There were two machines cutting on the barley slope, one drawn by eight horses, and the other by twelve. When Lenore had crossed the oat-field she discovered a number of strange men lounging in the scant shade of a line of low trees that separated the fields. Here she saw Adams, the foreman; and he espied her at the same moment. He had been sitting down, talking to the men. At once he rose to come toward Lenore.
"Is your father with you?" he asked.
"No; he's too slow for me," replied Lenore. "Who are these men?"
"They're strangers looking for jobs."
"I.W.W. men?" queried Lenore, in lower voice.
"Surely must be," he replied. Adams was not a young, not a robust man, and he seemed to carry a burden of worry. "Your father said he would come right out."
"I hope he doesn't," said Lenore, bluntly. "Father has a way with him, you know."
"Yes, I know. And it's the way we're needing here in the Valley," replied the foreman, significantly.
"Is that the new harvester-thresher father just bought?" asked Lenore, pointing to the huge machine, shining and creeping behind the twelve horses.
"Yes, that's the McCormack and it's a dandy," returned Adams. "With machines like that we can get along without the I.W.W."
"I want a ride on it," declared Lenore, and she ran along to meet the harvester. She waved her hand to the driver, Bill Jones, another old hand, long employed by her father. Bill hauled back on the many-branched reins, and when the horses stopped the clattering, whirring roar of the machine also ceased.
"Howdy, miss! Reckon this 's a regular I.W.W. hold-up."
"Worse than that, Bill," gaily replied Lenore as she mounted the platform where another man sat on a bag of barley. Lenore did not recognize him. He looked rugged and honest, and beamed upon her.
"Watch out fer yer dress," he said, pointing with grimy hand to the dusty wheels and braces so near her.
"Let me drive, Bill?" she asked.
"Wal, now, I wisht I could," he replied, dryly. "You sure can drive, miss.
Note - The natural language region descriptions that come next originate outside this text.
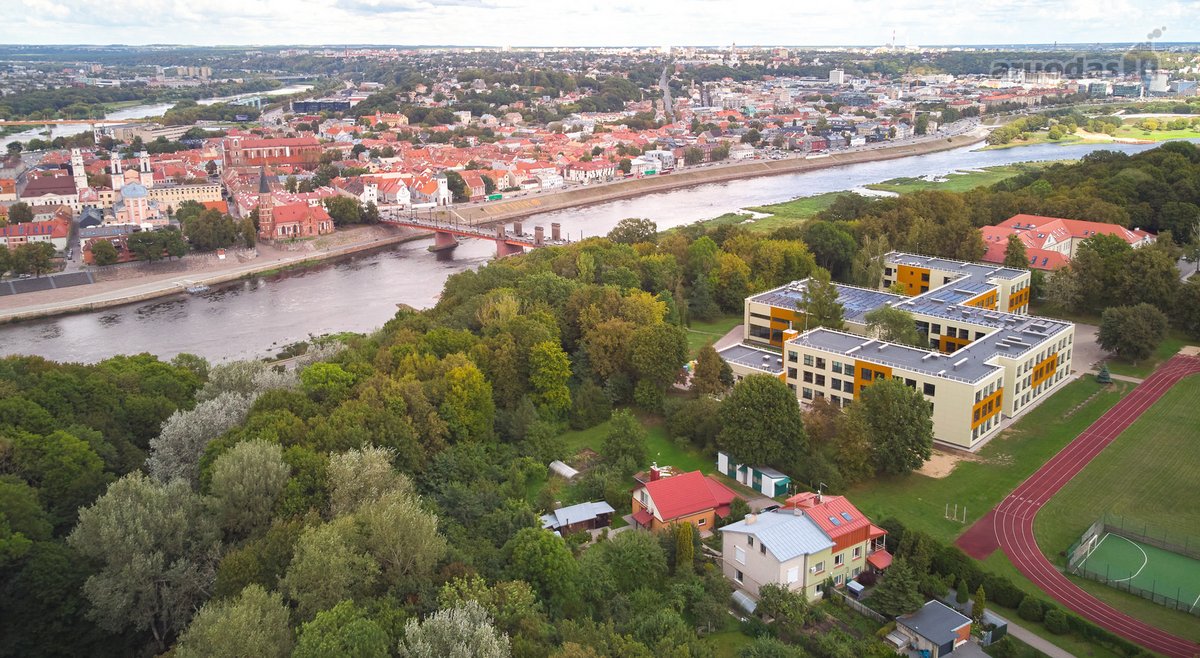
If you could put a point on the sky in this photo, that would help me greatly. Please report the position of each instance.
(583, 23)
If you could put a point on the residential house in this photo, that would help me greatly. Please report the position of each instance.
(683, 498)
(54, 232)
(1050, 243)
(935, 629)
(815, 539)
(582, 516)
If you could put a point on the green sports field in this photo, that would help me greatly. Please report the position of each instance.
(1169, 578)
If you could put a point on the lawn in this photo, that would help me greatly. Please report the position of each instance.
(658, 446)
(958, 181)
(919, 502)
(702, 333)
(1165, 350)
(1147, 476)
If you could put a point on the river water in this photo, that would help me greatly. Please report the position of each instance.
(139, 112)
(256, 317)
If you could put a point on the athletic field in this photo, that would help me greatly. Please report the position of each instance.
(1168, 578)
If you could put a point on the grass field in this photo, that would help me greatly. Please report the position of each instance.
(919, 501)
(1125, 562)
(701, 333)
(1147, 473)
(958, 181)
(659, 447)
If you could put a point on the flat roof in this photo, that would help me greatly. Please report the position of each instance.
(935, 364)
(757, 358)
(856, 301)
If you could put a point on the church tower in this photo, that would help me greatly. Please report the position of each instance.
(265, 207)
(77, 171)
(144, 172)
(117, 171)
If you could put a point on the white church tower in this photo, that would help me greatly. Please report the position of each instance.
(117, 171)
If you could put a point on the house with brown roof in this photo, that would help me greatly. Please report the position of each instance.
(684, 498)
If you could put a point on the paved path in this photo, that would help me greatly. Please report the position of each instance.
(1011, 524)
But drivin' ain't all this here job."
"What can't I do? I'll bet you—"
"I never seen a girl that could throw anythin' straight. Did you?"
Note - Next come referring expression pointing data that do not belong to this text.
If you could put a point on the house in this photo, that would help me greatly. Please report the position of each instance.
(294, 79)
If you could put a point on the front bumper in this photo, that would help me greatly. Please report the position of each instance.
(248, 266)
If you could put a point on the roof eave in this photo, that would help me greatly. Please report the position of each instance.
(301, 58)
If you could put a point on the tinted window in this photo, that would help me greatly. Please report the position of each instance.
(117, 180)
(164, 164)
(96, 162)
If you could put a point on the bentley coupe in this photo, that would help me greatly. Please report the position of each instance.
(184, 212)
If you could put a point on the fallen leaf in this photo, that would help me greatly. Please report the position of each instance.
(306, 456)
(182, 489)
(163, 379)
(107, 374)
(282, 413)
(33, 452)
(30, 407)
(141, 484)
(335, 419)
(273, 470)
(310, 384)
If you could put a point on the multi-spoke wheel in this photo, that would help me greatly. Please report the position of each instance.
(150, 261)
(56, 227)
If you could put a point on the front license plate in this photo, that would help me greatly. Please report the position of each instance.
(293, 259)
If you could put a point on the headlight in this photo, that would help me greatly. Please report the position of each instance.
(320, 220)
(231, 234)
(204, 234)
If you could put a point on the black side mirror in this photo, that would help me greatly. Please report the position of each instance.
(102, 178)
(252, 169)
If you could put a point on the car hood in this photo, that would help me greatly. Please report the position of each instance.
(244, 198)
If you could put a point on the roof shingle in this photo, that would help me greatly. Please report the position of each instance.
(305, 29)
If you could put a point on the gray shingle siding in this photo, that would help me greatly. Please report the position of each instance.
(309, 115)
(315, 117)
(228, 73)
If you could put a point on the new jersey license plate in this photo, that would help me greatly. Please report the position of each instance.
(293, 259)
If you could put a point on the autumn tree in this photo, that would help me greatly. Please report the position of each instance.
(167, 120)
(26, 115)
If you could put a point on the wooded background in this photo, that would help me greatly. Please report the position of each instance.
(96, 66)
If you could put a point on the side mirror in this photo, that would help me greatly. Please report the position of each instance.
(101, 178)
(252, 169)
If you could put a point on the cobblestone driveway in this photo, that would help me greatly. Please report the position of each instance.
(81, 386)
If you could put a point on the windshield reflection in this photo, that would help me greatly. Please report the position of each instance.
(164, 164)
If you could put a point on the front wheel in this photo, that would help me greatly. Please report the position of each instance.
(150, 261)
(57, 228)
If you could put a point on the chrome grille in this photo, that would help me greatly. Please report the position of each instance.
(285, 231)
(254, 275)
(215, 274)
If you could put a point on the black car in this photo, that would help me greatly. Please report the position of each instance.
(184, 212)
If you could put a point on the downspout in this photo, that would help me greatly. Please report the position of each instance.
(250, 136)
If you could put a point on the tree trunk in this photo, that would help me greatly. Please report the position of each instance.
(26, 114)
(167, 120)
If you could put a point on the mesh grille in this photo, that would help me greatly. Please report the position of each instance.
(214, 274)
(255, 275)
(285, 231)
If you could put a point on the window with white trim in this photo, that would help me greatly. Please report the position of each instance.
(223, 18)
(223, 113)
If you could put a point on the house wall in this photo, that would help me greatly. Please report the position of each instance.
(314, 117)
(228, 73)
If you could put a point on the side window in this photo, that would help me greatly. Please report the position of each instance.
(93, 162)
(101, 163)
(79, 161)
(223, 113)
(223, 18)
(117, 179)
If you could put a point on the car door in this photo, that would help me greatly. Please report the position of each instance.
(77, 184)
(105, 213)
"Well, not so very. I forgot how you drove the horses. … Go ahead. Don't let me delay the harvest."
Bill called sonorously to his twelve horses, and as they bent and strained and began to bob their heads, the clattering roar filled the air. Also a cloud of dust and thin, flying streams of chaff enveloped Lenore. The high stalks of barley, in wide sheets, fell before the cutter upon an apron, to be carried by feeders into the body of the machine. The straw, denuded of its grain, came out at the rear, to be dropped, while the grain streamed out of a tube on the side next to Lenore, to fall into an open sack. It made a short shift of harvesting.
Lenore liked the even, nodding rhythm of the plodding horses, and the way Bill threw a pebble from a sack on his seat, to hit this or that horse not keeping in line or pulling his share. Bill's aim was unerring. He never hit the wrong horse, which would have been the case had he used a whip. The grain came out in so tiny a stream that Lenore wondered how a bag was ever filled. But she saw presently that even a tiny stream, if running steadily, soon made bulk. That was proof of the value of small things, even atoms.
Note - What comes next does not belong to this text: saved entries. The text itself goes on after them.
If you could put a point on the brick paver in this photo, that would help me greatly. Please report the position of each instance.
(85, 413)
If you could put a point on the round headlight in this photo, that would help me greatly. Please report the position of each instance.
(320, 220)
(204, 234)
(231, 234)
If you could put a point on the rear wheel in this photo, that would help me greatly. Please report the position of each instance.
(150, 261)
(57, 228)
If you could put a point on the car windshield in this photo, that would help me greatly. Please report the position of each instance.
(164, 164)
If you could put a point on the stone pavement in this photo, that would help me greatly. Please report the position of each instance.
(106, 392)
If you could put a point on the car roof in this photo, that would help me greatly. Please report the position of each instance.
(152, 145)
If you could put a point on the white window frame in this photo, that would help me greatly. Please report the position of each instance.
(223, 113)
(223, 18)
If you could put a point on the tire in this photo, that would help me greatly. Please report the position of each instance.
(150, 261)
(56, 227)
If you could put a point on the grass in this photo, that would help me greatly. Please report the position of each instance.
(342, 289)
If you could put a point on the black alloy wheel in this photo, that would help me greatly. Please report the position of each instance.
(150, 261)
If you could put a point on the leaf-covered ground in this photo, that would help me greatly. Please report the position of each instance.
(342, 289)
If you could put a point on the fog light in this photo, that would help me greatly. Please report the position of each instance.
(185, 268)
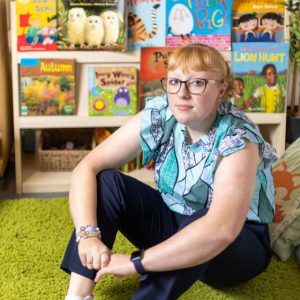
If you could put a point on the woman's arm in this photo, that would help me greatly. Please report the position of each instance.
(206, 237)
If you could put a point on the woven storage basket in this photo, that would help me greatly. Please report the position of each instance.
(51, 153)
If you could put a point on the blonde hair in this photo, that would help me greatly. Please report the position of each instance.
(199, 57)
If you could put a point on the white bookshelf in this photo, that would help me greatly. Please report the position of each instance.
(28, 177)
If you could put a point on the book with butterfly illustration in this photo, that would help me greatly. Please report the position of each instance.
(260, 76)
(153, 68)
(192, 22)
(112, 91)
(146, 26)
(47, 86)
(92, 25)
(36, 25)
(258, 21)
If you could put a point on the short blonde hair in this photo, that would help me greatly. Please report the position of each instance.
(199, 57)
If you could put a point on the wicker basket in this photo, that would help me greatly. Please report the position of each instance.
(52, 154)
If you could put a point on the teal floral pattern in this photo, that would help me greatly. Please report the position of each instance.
(184, 173)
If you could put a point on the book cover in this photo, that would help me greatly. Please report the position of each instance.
(47, 86)
(36, 25)
(154, 63)
(146, 25)
(258, 21)
(260, 76)
(92, 25)
(112, 91)
(206, 22)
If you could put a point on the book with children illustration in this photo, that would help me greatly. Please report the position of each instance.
(92, 25)
(207, 22)
(36, 25)
(258, 21)
(112, 91)
(47, 86)
(146, 26)
(260, 76)
(153, 68)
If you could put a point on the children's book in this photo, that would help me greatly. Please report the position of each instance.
(154, 63)
(112, 91)
(92, 25)
(206, 22)
(36, 25)
(260, 76)
(47, 86)
(146, 23)
(258, 21)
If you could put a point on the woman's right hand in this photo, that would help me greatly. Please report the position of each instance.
(93, 253)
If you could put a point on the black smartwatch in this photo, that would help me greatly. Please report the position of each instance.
(136, 258)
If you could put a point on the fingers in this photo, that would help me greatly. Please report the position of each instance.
(97, 261)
No marvel was it that Bill and his helper were as grimy as stokers of a furnace. Lenore began to choke with the fine dust and to feel her eyes smart and to see it settle on her hands and dress. She then had appreciation of the nature of a ten-hour day for workmen cutting eighteen acres of barley. How would they ever cut the two thousand acres of wheat? No wonder many men were needed. Lenore sympathized with the operators of that harvester-thresher, but she did not like the dirt. If she had been a man, though, that labor, hard as it was, would have appealed to her. Harvesting the grain was beautiful, whether in the old, slow method of threshing or with one of these modern man-saving machines.